LRT Sumsel Tambah 98 Perjalanan Dukung Car Free Night Palembang
PT Kereta Api Indonesia (Persero) Divisi Regional III Palembang dan Balai Pengelola Kereta Api Ringan Sumatera Selatan (BPKARSS) tingkatkan operasional LRT Sumsel hingga 98 perjalanan untuk dukung Car Free Night Atmo di Palembang, akomodasi mobilitas warg
PT Kereta Api Indonesia (Persero) Divisi Regional III Palembang bersama Balai Pengelola Kereta Api Ringan Sumatera Selatan (BPKARSS) secara resmi menambah jadwal operasional LRT Sumsel. Penambahan ini dilakukan khusus pada Sabtu malam, 18 April, untuk mendukung mobilitas masyarakat menuju kegiatan Car Free Night (CFN) Atmo di Kota Palembang.
Manajer Humas KAI Divre III Palembang, Aida Suryanti, dalam keterangan pers tertulisnya, menjelaskan bahwa penyesuaian operasional ini seiring dengan pelaksanaan CFN. Acara tersebut berlangsung di sepanjang Jalan Kolonel Atmo mulai pukul 17.30 WIB hingga 22.30 WIB, menarik perhatian banyak warga.
Dengan perpanjangan jam layanan, operasional LRT Sumsel kini diperpanjang hingga pukul 00.16 WIB. Jumlah perjalanan juga ditingkatkan signifikan, dari semula 94 menjadi 98 perjalanan, guna melayani antusiasme publik.
Peningkatan Layanan dan Rute Strategis LRT Sumsel
Penambahan perjalanan LRT Sumsel ini mencakup beberapa lintas utama yang strategis. Rute yang dioperasikan meliputi lintas DJKA-Bandara, Bandara-DJKA, Asrama Haji-DJKA, dan DJKA-Asrama Haji, memastikan cakupan layanan yang luas.
Langkah strategis ini diambil untuk mengakomodasi tingginya minat masyarakat Palembang. Banyak warga yang ingin menghadiri Car Free Night Atmo, yang menjadi salah satu acara populer di kota tersebut.
Tujuannya adalah memastikan pelanggan dapat bepergian dengan aman, nyaman, dan tepat waktu menuju lokasi acara. Ini sekaligus menyediakan alternatif transportasi publik yang efisien dan terintegrasi.
Masyarakat yang berencana menikmati kegiatan CFN dapat memanfaatkan LRT Sumsel dengan mudah.

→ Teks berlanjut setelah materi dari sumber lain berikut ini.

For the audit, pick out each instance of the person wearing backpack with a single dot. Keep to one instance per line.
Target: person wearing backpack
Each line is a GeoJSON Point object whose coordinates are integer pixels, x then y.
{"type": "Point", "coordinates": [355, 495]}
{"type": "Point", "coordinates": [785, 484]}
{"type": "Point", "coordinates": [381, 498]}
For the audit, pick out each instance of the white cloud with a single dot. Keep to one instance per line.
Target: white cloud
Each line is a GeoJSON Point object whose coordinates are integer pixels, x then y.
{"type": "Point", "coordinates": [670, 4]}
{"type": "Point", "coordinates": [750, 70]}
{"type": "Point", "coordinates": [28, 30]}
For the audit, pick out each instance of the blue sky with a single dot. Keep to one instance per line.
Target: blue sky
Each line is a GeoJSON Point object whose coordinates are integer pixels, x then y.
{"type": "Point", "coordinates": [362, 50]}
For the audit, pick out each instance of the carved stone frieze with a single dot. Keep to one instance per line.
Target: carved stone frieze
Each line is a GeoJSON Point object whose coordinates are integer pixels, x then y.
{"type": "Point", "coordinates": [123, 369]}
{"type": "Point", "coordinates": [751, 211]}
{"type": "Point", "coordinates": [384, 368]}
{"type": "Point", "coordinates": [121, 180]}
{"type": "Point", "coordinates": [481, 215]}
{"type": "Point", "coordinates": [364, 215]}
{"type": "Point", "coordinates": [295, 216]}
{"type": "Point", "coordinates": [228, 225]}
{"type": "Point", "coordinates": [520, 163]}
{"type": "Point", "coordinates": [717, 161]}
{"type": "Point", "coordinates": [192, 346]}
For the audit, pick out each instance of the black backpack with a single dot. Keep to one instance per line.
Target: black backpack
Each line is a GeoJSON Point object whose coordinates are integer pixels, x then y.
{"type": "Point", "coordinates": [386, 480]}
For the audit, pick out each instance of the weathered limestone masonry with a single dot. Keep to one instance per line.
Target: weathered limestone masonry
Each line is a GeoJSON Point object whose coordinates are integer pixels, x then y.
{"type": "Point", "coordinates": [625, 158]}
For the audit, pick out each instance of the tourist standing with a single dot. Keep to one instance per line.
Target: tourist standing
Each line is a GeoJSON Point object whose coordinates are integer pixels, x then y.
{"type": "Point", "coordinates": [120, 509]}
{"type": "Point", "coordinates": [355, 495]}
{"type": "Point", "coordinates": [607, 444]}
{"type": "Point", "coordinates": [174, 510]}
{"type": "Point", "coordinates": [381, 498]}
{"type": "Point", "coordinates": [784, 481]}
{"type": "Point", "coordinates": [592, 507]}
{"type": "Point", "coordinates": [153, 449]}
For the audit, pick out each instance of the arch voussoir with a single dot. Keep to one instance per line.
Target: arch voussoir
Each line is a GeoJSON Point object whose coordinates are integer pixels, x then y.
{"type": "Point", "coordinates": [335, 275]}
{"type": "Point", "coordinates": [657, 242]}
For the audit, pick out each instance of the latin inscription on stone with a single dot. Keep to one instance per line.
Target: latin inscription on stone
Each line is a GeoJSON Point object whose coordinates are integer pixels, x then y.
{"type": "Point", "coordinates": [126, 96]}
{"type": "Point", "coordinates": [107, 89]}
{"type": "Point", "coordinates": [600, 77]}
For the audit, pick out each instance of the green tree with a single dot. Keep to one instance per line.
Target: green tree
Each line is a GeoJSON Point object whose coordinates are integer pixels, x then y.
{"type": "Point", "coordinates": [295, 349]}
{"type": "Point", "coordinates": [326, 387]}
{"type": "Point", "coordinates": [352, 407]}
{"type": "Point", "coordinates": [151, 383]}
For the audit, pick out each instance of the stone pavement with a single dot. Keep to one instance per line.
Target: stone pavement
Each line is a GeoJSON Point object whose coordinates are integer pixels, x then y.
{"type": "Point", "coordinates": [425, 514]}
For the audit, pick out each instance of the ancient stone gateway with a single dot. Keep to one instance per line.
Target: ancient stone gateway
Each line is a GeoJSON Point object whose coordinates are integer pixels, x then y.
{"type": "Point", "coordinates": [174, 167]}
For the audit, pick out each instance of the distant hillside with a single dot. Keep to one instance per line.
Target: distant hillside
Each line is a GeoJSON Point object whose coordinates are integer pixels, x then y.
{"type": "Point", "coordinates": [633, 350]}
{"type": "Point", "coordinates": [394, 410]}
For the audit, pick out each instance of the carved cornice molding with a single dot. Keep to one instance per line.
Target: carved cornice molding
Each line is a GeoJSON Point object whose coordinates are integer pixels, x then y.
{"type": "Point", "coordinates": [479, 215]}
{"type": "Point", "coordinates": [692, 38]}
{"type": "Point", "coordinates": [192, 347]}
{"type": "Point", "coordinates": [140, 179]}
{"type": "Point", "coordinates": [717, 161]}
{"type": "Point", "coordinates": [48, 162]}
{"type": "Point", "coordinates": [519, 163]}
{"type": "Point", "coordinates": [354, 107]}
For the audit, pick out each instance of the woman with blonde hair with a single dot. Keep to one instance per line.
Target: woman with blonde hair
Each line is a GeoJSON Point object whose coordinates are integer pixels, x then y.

Mereka bisa turun di Stasiun Cinde atau Stasiun Ampera, karena kedua stasiun ini berlokasi sangat dekat dengan pusat kegiatan Car Free Night.
Dukungan Mobilitas dan Pengurangan Kemacetan Kota
Akses dari Stasiun Cinde dan Stasiun Ampera juga sangat memudahkan warga untuk melanjutkan perjalanan. Lokasi ini strategis menuju kawasan Bundaran Air Mancur, yang tak jauh dari area CFN.
Bundaran Air Mancur merupakan salah satu lokasi favorit masyarakat Palembang untuk bersantai dan menikmati suasana malam. Kehadiran LRT Sumsel menjadikan akses ke sana lebih praktis dan bebas hambatan.
Penambahan perjalanan ini diharapkan menjadikan LRT Sumsel sebagai solusi transportasi yang efektif. Selain itu, transportasi ini juga ramah lingkungan, berkontribusi pada kualitas udara kota Palembang.
Layanan transportasi publik ini diharapkan mampu mengurangi potensi kemacetan yang sering terjadi. Kemacetan seringkali diakibatkan oleh penggunaan kendaraan pribadi, terutama saat ada acara besar yang menarik banyak pengunjung.
Komitmen KAI dan BPKARSS untuk Pariwisata Berkelanjutan
KAI Divre III Palembang bersama BPKARSS menunjukkan komitmen kuat mereka. Mereka bertekad untuk terus meningkatkan kualitas pelayanan LRT Sumsel secara berkelanjutan.
Komitmen ini juga sejalan dengan dukungan terhadap program pemerintah daerah. Tujuannya adalah mendorong sektor pariwisata dan pelaku Usaha Mikro, Kecil, dan Menengah (UMKM) di Palembang.
Penyediaan transportasi publik yang andal dan berkelanjutan menjadi fokus utama. Hal ini diharapkan dapat memberikan dampak positif yang signifikan bagi pertumbuhan ekonomi lokal.
Dengan demikian, LRT Sumsel tidak hanya berfungsi sebagai moda transportasi. Namun, juga sebagai pendorong penting bagi aktivitas ekonomi dan sosial, khususnya pada acara-acara publik seperti Car Free Night.